O comboio fantasma de Sérgio Tréfaut
A partir de memórias de sobreviventes do Holocausto, o realizador constrói um filme que escapa a géneros assombrado por aqueles que já não estão.
Ensaio, documentário, ficção? Sérgio Tréfaut (n. 1965) deixa essa definição ao critério de quem vê Treblinka, o seu regresso à competição do IndieLisboa – onde tem sido presença regular e que venceu em 2014 com Alentejo, Alentejo e dez anos antes com Lisboetas. É certo que o projecto inicial do cineasta partiu da ideia de um documentário sobre um sobrevivente dos campos de extermínio nazis, mas, explica, sem a utilização de materiais de arquivo. "Há algo na história desse tratamento que já quase se esgotou e quis tentar o desafio de falar desse horror sem a utilização dos arquivos”, diz o realizador.
O projecto começou como um documentário mais ou menos tradicional sobre um sobrevivente de Auschwitz – homenageando a cineasta e escritora Marceline Loridan-Ivens, viúva do documentarista Joris Ivens – para se transformar aos poucos noutra coisa, mais estilizada: um filme menos sobre o horror do Holocausto e mais sobre “o universo dos sobreviventes”.
“Em vez de fazer um documentário num apartamento, quis fazer um filme num local que evocasse os fantasmas que vivem à volta dos sobreviventes, quotidianamente,” diz Tréfaut ao telefone de Serpa, onde está em plena rodagem da sua adaptação de Seara de Vento, de Manuel da Fonseca. “As pessoas que sobreviveram em todos os lugares onde houve extermínio ou assassinato em massa durante um período prolongado - sejam eles Auschwitz, Treblinka, a Síria, o Ruanda, a Faixa de Gaza... Vivem num universo rodeado de pessoas que já lá não estão. Têm um passado que não vemos, mas que está sempre à volta delas. Esse é sempre o meu ponto de partida.”

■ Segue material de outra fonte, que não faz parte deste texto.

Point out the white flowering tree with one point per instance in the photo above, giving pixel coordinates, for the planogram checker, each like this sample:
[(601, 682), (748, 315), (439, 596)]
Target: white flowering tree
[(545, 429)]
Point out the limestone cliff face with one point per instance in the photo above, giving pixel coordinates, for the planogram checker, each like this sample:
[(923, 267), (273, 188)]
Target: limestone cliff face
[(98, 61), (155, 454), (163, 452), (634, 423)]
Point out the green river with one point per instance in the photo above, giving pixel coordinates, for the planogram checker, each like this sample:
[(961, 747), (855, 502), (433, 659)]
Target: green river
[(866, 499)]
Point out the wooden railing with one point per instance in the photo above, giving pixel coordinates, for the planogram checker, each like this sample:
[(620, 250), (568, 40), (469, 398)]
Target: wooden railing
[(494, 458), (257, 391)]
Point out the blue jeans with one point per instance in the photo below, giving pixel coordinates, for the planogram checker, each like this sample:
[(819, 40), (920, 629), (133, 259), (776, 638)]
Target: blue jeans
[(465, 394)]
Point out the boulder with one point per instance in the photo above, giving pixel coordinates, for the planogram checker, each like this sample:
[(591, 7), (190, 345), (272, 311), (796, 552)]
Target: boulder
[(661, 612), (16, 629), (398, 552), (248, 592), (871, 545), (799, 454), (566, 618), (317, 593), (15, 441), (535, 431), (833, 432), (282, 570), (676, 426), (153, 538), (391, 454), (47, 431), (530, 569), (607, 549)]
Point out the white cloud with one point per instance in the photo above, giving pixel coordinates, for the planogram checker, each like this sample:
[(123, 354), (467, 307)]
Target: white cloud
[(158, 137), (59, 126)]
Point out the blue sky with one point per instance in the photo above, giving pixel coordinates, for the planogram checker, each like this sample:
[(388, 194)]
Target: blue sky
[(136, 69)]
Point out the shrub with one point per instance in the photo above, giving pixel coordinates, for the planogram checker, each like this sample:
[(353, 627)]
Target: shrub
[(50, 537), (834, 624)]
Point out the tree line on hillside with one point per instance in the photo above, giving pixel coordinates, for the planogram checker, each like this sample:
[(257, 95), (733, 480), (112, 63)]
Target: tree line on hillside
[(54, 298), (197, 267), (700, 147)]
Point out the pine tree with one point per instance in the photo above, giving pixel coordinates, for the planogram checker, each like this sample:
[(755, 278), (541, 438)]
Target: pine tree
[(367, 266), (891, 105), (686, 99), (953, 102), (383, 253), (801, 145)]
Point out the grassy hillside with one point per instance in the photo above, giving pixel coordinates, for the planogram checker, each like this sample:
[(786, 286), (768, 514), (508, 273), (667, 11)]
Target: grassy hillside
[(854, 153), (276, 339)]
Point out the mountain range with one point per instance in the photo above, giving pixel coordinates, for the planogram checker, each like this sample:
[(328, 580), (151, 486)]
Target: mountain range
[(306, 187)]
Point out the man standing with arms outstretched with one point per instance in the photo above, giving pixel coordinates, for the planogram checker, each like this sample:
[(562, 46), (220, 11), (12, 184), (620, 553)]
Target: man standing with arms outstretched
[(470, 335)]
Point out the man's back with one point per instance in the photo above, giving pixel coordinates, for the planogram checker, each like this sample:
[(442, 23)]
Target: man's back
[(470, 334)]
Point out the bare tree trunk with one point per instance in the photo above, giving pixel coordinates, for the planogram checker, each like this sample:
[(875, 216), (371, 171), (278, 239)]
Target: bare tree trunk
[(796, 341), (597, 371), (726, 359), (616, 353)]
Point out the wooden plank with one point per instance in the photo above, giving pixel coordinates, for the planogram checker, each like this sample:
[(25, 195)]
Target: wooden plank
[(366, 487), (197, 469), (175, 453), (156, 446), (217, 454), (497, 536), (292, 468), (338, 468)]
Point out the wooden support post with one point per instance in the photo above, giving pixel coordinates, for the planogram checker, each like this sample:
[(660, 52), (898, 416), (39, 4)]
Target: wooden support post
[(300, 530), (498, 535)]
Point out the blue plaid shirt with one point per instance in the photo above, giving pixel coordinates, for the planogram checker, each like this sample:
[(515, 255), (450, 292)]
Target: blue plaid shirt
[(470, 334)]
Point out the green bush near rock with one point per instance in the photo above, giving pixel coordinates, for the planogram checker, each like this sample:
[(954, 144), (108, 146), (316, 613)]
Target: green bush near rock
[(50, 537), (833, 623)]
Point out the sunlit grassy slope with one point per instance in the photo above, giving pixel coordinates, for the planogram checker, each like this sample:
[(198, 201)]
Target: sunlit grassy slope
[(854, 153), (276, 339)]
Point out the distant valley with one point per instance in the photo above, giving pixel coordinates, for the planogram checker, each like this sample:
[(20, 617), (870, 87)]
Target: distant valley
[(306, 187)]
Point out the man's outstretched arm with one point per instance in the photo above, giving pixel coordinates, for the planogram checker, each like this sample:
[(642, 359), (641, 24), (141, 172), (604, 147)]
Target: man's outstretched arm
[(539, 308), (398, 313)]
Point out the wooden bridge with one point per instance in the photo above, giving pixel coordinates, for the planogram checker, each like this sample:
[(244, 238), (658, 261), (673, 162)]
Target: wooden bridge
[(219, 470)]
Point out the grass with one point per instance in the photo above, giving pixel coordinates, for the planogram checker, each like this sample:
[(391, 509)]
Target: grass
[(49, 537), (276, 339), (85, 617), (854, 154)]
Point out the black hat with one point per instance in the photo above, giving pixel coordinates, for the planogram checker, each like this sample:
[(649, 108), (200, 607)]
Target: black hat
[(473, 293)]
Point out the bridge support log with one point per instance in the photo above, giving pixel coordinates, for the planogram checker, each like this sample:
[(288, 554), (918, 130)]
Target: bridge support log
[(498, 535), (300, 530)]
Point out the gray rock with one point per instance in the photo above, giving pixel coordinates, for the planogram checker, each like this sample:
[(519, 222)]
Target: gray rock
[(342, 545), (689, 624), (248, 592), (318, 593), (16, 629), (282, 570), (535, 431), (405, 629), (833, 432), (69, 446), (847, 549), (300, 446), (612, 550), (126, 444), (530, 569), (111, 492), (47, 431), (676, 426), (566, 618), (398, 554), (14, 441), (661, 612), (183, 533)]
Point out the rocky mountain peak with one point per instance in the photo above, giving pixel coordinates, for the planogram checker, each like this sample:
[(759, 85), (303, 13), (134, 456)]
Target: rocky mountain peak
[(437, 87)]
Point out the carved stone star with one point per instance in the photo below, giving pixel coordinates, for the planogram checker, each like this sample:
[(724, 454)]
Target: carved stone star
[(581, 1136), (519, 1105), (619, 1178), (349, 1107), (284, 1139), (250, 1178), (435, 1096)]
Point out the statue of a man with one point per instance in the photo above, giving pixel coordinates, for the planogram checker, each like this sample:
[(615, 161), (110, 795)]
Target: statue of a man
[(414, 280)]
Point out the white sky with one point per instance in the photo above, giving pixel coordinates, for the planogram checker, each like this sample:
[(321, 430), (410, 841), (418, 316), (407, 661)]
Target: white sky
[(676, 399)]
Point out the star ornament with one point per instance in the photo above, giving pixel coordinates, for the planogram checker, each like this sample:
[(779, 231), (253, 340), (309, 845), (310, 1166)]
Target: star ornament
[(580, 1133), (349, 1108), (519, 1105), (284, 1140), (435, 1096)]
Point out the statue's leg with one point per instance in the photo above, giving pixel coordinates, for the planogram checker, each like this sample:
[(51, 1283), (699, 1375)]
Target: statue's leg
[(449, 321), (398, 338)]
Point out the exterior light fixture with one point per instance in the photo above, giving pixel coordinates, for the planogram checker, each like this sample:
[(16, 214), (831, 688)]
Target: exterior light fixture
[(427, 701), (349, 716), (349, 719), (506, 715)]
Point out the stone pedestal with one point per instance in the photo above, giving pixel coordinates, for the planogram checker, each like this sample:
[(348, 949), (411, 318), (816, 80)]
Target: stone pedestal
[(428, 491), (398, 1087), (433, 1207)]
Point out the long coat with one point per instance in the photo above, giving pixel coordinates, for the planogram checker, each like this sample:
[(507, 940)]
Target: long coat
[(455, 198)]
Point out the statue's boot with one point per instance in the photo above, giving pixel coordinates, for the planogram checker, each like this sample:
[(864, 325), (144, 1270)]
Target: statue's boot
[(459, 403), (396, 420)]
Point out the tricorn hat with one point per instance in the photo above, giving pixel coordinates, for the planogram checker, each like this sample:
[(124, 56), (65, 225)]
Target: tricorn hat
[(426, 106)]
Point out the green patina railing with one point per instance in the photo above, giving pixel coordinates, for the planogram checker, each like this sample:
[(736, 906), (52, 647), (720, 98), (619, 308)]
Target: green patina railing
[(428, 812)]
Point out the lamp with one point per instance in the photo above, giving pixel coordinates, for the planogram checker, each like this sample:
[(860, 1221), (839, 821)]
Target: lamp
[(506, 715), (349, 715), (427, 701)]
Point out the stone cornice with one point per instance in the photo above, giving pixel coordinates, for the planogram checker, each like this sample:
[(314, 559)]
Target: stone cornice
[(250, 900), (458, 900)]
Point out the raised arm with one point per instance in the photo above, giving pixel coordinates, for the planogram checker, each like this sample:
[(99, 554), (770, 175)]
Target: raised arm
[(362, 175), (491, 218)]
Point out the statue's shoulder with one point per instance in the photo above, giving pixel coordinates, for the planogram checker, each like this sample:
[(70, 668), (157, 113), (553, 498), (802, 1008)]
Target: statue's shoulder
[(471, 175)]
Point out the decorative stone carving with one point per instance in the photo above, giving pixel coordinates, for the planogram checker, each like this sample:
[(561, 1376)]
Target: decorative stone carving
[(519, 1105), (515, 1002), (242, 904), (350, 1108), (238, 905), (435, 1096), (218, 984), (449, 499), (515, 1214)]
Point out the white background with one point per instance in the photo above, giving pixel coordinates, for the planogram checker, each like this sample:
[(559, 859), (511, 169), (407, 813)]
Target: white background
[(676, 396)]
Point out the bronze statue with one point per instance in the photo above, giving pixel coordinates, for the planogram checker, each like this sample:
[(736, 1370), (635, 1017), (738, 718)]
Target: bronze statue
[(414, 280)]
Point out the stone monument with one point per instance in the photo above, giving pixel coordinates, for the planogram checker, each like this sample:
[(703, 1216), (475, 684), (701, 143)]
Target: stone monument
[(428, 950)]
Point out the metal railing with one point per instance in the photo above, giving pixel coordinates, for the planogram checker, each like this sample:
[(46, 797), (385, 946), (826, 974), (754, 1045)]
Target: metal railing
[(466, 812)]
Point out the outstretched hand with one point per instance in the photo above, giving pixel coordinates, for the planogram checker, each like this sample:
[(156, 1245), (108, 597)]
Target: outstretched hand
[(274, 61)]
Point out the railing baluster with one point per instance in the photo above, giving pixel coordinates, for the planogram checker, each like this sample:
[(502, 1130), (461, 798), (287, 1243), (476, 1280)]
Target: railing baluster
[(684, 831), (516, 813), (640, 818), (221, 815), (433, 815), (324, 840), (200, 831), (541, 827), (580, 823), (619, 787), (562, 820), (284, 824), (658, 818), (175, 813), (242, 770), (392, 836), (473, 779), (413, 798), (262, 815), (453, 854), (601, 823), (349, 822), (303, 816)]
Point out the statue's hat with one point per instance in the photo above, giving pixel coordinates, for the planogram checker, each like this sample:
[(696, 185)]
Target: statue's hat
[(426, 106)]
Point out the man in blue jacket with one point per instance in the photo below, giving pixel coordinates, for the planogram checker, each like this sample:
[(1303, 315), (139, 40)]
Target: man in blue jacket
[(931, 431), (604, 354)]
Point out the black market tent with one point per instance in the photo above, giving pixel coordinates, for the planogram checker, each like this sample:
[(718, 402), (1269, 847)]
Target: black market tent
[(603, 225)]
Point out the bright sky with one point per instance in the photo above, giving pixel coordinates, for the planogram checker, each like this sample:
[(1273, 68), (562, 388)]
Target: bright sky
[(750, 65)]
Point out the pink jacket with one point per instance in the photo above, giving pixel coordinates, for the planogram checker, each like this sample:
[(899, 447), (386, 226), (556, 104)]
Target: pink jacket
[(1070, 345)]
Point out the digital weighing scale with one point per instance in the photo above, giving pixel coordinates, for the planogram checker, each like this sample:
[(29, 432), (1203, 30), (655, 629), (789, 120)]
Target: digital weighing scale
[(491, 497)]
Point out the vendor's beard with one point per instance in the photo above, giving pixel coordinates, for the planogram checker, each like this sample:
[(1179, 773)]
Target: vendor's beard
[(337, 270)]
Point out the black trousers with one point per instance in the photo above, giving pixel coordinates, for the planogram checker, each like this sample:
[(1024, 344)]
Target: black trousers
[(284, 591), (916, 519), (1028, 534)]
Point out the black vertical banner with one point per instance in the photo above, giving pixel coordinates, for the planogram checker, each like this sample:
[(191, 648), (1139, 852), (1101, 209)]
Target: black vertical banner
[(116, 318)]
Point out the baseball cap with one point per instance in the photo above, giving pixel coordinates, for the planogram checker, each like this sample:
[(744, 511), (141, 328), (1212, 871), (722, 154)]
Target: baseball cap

Às memórias de Loridan-Ivens, Tréfaut foi buscar o cenário onde tudo se passa: “Num dos seus livros, ela diz que, mesmo passados 70 anos do final da Segunda Guerra, é como se todos os comboios a levassem a Auschwitz.” Daí que este percurso fantasmático decorra durante uma viagem de comboio trans-siberiana, onde o cineasta filma a presença física de Isabel Ruth e Kirill Kashlikov, deixando-se guiar pelos actores e por um texto menos conhecido que o cineasta descobriu durante a pesquisa: Sou o Último Judeu, memória que o judeu polaco Chil Rajchman escreveu depois da sua evasão de Treblinka em 1944, mas que apenas foi publicada postumamente em 2009. “O livro impactou-me muito, mais do que por exemplo a obra do Primo Levi [Se Isto é um Homem] e resolvi encontrar uma solução para que fosse o fio condutor do filme", diz Tréfaut.
A partir daí, “não sei”, ri-se o realizador. “Se é ensaio, documentário, ficção, não me importa, cada um que o defina como quiser”, na certeza de que Treblinka se inscreve na dimensão mais “experimental” do cinema de Sérgio Tréfaut, mais próximo da ficção inspirada em caso real de Viagem a Portugal (2011) ou do sensorialismo de quem olha de A Cidade dos Mortos (2009).